Linda Tepedino and Muriel Watkins, in their article “Be a Master of Mergers and Acquisitions” , make the point “Early HR involvement and a robust discovery process will help prepare your organization for integration. As a best practice, many companies form integration teams separate from the acquisition or due diligence teams. HR professionals can provide leadership by identifying potential members and forming the integration team. Then HR serves as the common thread between due diligence and integration.” (Article availabe to SHRM members)
Most HR departments are involved in the post merger or acquisition activity. Where the disconnect seems to be is in HR’s involvment on the front end. Supposedly this has been improving, however, if McWilliams article is an indication it is still not at the point where is it should be.

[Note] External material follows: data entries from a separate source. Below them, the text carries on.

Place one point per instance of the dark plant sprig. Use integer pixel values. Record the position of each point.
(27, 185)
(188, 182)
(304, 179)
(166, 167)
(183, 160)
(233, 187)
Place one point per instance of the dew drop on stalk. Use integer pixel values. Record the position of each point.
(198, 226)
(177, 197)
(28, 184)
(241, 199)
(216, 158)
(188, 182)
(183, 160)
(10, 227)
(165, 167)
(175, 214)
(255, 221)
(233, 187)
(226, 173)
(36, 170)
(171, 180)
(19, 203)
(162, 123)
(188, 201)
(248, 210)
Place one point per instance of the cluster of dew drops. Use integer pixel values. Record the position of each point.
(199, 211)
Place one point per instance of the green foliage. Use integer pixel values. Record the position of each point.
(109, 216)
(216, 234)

Despite a claim of thorough research, McWilliams makes no mention of HR involvment.
The question you need to be asking yourself is “Has HR in my company been involved with M & A decision making?” “Given the recognized view that most failures result from HR reasons why has our HR department not been involved?” My guesss is that you are not recognized as a business partner. You are considered to not have the business knowledge needed to help make M & A decisions. So if this is your case what are you going to do about it?
If you have been involved in pre-M & A activity in your company comment and tell us what skill set is needed to be accepted as a partner in this?